Buehrmann specialized in taking portraits of clients in their homes, and she never used artificial scenery or props. She said "I have never had a studio at home but take my pictures in houses. A person is always much more apt to be natural, and then I can get different background effects." She also did not pose her subjects; instead she would "spend several hours getting acquainted with her subjects before attempting to reproduce the character found in an interesting face." Leading businessmen and diplomats commissioned her as well as prominent society women, and she was well known for both her artistry and her ability to capture "some of the soul along with the physical features of her sitters."

In 1905, Buhermann was holding exhibits in Chicago.

In 1906–07, she spent a year living in London and Paris in order to learn the latest techniques and styles of European photographers. As another sign of her prominence, she was invited to join the Photo-club de Paris, where she worked for several months.

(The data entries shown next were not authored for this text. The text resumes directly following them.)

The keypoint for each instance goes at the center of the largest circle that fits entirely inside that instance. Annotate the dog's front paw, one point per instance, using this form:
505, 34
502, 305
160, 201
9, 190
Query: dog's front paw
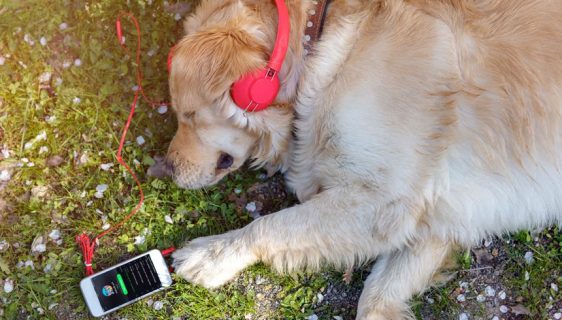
213, 261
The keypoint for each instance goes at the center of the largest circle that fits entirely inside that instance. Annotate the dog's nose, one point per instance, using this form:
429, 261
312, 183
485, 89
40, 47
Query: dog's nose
162, 168
169, 167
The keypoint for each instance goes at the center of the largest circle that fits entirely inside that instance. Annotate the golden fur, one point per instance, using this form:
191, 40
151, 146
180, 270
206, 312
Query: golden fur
412, 127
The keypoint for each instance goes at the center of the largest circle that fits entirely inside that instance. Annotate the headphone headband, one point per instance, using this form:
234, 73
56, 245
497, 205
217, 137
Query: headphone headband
282, 39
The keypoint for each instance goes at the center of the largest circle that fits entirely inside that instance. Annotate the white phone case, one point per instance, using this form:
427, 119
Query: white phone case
92, 300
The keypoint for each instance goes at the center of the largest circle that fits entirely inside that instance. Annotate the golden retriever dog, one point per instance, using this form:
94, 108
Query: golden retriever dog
412, 126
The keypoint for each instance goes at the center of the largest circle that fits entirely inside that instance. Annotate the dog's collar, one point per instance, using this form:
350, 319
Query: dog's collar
314, 24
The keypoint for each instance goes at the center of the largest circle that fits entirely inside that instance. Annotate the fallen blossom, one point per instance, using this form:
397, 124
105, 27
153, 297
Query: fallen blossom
4, 245
100, 189
30, 264
55, 234
39, 192
158, 305
140, 140
8, 285
529, 257
27, 38
106, 166
502, 295
5, 175
168, 219
251, 206
5, 153
40, 137
48, 268
38, 245
490, 292
162, 109
50, 119
139, 239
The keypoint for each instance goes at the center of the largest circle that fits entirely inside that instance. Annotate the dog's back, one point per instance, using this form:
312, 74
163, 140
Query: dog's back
505, 164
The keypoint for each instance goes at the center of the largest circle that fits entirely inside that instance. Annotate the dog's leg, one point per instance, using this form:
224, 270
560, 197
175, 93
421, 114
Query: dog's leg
337, 227
399, 275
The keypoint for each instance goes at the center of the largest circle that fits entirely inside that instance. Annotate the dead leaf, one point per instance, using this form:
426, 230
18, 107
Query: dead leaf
483, 256
520, 310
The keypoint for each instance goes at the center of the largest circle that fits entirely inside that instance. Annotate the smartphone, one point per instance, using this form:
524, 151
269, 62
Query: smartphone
125, 283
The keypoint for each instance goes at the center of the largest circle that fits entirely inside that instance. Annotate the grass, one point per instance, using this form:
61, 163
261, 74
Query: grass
78, 115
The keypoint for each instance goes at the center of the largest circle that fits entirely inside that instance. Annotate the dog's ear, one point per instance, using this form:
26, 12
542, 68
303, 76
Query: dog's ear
209, 62
212, 12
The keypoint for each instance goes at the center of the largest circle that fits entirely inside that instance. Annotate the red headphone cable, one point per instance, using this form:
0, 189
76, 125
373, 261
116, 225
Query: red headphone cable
86, 244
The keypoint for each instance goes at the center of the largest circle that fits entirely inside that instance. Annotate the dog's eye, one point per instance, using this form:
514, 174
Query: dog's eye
225, 161
188, 114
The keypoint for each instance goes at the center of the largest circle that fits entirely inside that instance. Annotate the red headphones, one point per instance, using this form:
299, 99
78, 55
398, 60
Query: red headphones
257, 90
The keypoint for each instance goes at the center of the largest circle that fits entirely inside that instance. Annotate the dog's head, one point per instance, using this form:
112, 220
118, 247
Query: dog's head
224, 40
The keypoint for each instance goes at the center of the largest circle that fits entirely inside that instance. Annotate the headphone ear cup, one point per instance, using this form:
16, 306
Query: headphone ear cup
255, 91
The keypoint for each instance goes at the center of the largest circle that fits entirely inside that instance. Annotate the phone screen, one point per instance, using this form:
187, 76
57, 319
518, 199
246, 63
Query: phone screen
126, 282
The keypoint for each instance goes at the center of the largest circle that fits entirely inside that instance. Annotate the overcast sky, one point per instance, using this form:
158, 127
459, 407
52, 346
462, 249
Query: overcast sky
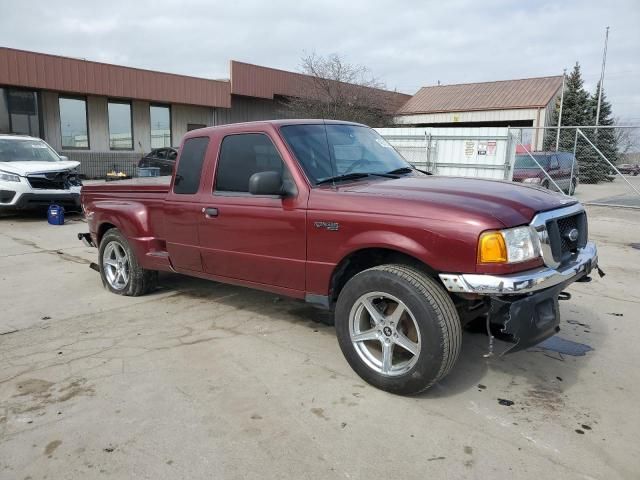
407, 44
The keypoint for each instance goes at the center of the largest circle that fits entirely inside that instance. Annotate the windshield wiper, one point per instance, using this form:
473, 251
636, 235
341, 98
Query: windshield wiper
408, 170
354, 176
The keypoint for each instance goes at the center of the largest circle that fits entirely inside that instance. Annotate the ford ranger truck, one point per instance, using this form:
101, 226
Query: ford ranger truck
329, 212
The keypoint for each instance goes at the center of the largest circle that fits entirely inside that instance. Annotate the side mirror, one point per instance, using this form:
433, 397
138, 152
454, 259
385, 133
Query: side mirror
266, 183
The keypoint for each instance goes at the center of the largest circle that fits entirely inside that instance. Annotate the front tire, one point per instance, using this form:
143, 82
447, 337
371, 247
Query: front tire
397, 328
119, 269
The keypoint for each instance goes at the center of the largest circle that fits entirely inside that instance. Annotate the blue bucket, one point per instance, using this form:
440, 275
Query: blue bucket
55, 215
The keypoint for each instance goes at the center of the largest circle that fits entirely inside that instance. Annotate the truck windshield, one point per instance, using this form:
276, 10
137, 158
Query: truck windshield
328, 151
526, 162
26, 150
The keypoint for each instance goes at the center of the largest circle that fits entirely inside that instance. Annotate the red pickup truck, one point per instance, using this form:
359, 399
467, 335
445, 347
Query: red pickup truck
329, 212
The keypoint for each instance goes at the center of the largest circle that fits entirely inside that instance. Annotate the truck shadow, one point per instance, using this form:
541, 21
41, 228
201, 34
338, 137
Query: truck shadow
548, 368
542, 372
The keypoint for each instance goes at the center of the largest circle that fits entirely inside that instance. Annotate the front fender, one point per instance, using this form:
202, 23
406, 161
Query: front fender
384, 239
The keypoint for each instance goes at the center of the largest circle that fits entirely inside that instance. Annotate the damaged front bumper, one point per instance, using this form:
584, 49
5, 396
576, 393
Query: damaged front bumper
524, 307
524, 282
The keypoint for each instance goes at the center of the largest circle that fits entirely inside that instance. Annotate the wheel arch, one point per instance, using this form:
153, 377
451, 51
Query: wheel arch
364, 258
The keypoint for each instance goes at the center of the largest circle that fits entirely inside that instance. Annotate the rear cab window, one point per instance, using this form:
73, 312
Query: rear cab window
189, 171
242, 155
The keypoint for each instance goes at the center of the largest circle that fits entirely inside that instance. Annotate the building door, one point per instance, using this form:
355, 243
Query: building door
257, 238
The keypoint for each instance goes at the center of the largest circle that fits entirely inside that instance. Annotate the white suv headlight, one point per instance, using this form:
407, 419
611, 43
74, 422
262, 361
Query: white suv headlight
9, 177
512, 245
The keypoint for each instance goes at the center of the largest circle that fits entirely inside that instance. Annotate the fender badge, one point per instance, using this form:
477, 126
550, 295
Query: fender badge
331, 226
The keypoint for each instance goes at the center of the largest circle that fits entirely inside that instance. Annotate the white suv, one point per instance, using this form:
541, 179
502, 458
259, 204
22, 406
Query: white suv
33, 175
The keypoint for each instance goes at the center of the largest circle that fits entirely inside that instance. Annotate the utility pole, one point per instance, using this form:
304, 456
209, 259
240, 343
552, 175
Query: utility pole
604, 61
564, 76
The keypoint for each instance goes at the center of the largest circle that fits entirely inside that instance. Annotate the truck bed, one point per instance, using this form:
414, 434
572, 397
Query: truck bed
133, 185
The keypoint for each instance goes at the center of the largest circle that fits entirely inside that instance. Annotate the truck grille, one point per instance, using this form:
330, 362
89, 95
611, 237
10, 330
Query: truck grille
563, 245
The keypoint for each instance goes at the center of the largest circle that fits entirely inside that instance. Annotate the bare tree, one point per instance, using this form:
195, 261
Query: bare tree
331, 88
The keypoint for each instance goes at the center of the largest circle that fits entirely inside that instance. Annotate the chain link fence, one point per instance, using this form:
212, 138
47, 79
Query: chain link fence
96, 165
598, 165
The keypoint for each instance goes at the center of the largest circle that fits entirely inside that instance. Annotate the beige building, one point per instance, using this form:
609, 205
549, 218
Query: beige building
507, 103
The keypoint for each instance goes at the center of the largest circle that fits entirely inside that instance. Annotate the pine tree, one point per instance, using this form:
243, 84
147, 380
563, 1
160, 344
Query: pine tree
577, 110
606, 139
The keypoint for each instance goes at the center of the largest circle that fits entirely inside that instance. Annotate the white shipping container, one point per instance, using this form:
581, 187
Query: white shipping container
486, 152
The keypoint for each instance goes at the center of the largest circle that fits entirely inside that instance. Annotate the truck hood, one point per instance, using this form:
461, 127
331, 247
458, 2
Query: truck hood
461, 198
28, 168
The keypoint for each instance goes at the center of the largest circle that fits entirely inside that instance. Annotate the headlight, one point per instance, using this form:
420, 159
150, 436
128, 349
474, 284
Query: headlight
9, 177
512, 245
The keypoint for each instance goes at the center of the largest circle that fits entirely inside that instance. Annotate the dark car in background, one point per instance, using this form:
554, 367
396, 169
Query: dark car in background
561, 167
162, 158
629, 169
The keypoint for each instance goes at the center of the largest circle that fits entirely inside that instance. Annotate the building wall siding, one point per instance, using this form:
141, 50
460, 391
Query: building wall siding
249, 109
51, 119
472, 116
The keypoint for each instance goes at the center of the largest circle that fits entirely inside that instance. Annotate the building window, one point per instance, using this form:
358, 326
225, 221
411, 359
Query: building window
19, 112
120, 126
73, 123
160, 126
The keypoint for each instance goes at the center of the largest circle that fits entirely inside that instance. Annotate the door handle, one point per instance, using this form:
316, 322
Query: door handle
210, 212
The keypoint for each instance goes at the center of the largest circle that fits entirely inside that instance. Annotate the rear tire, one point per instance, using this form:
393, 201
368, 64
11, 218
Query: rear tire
119, 269
403, 353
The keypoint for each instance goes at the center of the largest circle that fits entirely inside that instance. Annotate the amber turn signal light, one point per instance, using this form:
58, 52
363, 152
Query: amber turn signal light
492, 248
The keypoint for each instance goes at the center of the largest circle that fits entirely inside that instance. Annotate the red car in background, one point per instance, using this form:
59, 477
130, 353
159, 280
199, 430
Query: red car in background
561, 167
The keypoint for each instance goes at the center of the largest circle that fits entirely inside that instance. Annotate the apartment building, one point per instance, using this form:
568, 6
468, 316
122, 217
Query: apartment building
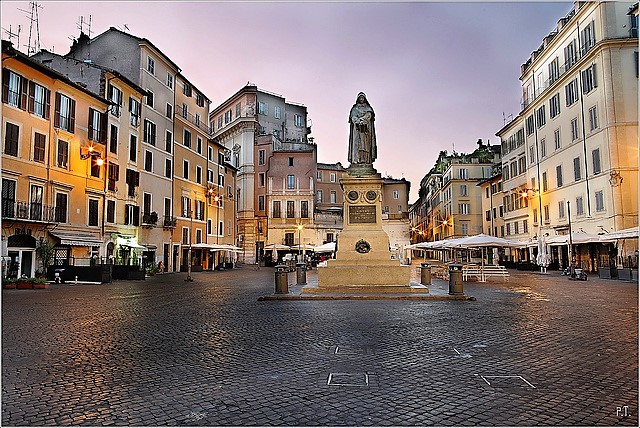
237, 124
53, 171
576, 137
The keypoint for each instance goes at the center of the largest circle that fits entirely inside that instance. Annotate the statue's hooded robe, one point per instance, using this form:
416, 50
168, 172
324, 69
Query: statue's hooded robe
362, 137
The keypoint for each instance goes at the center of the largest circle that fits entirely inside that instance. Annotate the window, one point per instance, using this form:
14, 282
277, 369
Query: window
554, 105
97, 128
35, 209
14, 89
530, 125
61, 207
593, 118
541, 116
187, 138
532, 154
595, 156
167, 168
93, 212
559, 175
113, 175
63, 154
554, 70
575, 134
11, 139
133, 148
65, 113
599, 201
577, 173
148, 161
570, 54
134, 112
589, 79
149, 132
579, 206
39, 147
111, 211
39, 100
276, 209
571, 92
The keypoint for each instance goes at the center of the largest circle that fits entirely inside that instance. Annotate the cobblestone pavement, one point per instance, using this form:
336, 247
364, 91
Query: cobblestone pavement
535, 351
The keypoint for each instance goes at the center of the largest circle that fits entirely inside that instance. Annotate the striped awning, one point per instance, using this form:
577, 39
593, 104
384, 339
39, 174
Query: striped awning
78, 239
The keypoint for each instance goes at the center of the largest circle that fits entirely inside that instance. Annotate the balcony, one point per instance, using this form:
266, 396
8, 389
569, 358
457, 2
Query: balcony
169, 222
30, 211
203, 126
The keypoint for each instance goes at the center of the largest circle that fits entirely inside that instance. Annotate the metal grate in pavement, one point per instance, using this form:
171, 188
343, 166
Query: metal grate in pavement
348, 379
509, 381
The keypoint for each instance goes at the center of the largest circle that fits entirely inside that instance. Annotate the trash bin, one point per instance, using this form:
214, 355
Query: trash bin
425, 273
282, 280
301, 273
455, 279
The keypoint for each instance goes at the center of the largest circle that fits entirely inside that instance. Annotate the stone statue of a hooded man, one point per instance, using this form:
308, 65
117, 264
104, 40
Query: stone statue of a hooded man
362, 134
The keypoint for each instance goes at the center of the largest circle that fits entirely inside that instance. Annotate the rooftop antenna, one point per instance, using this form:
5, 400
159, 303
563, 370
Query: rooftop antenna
33, 17
11, 35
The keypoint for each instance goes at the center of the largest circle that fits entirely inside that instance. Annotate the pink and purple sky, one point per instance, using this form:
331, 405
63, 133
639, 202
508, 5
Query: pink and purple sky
439, 76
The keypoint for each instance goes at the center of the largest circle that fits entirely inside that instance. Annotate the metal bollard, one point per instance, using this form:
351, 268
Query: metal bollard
301, 273
455, 279
282, 280
425, 273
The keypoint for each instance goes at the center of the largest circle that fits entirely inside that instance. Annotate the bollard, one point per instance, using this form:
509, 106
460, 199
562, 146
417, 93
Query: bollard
425, 273
455, 279
282, 280
301, 273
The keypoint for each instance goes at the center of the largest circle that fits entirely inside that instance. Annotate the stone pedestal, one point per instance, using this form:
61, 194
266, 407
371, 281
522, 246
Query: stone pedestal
363, 259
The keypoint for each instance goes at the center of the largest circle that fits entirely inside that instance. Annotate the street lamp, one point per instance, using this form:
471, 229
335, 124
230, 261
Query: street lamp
299, 242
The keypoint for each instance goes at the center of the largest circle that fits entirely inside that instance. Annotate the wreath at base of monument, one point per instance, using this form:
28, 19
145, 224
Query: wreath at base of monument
363, 246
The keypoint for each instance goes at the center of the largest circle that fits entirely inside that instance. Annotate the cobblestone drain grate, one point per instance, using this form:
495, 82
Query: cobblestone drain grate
510, 381
348, 379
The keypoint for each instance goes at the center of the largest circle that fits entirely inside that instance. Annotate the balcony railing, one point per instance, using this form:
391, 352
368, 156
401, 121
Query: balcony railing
23, 210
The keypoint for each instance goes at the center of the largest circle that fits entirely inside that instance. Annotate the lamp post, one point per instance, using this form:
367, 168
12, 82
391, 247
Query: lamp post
299, 242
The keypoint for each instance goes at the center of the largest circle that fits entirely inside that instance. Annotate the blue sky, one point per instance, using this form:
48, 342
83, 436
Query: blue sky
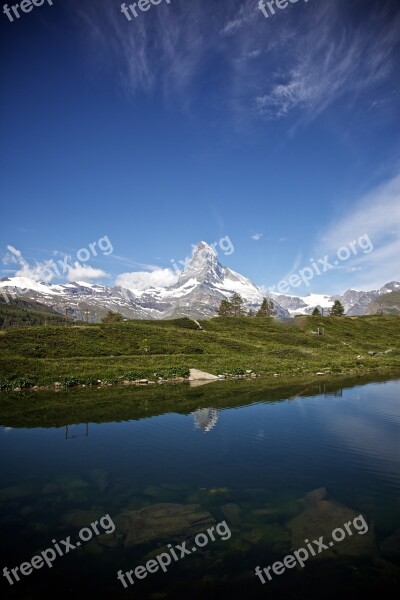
200, 120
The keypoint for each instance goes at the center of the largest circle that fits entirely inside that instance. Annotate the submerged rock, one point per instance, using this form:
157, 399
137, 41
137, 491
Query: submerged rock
320, 517
99, 479
390, 547
162, 522
231, 512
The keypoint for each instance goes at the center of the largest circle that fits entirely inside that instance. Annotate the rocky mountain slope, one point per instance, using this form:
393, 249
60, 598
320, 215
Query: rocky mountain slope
197, 294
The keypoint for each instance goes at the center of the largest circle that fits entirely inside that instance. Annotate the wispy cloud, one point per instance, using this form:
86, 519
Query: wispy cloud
301, 61
377, 215
331, 59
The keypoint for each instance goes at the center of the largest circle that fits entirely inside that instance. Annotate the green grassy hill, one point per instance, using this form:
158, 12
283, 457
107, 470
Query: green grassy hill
388, 304
48, 354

When she returned, the Art Institute of Chicago gave her a large exhibition of 61 prints, including portraits, landscapes, and still lifes. Included among her portraits were photographs of Alvin Langdon Coburn, Robert Demachy, Russell Thorndike, Fannie Zeisler, Sydney Greenstreet and Helena Modjeska.

In 1909 Stieglitz included three of her prints in the prominent National Arts Club exhibition which he organized. Another photographer, Robert Demachy, insisted her prints be included in an important show he was organizing in Paris the next year. She is shown as still living with her parents, in Chicago, in the 1910 census. She continued doing portraiture until the late 1910s when she began exploring the then relatively new market for advertising photography. She spent the next decade working on a variety of advertising commissions. Her last known commercial photography took place in the early 1930s.

She sailed from Villefranche France on December 27, arriving in the Port of New York on January 3, 1935, listing her address as "Galen Hall, Atlantic City, NJ" and was still single. She took many trips to France, including 1929, 1932, and 1935.

In 1940 she moved to St. Augustine, Florida, where she took up ceramics. An exhibit of her ceramic work was shown at the Lowe Gallery at the University of Miami in the early 1950s.

Buehrmann died in March 1965, Dade Florida.

Collections of Buhermann's work are held by The Art Institute of Chicago, the Metropolitan Museum of Art, and the New York Public Library.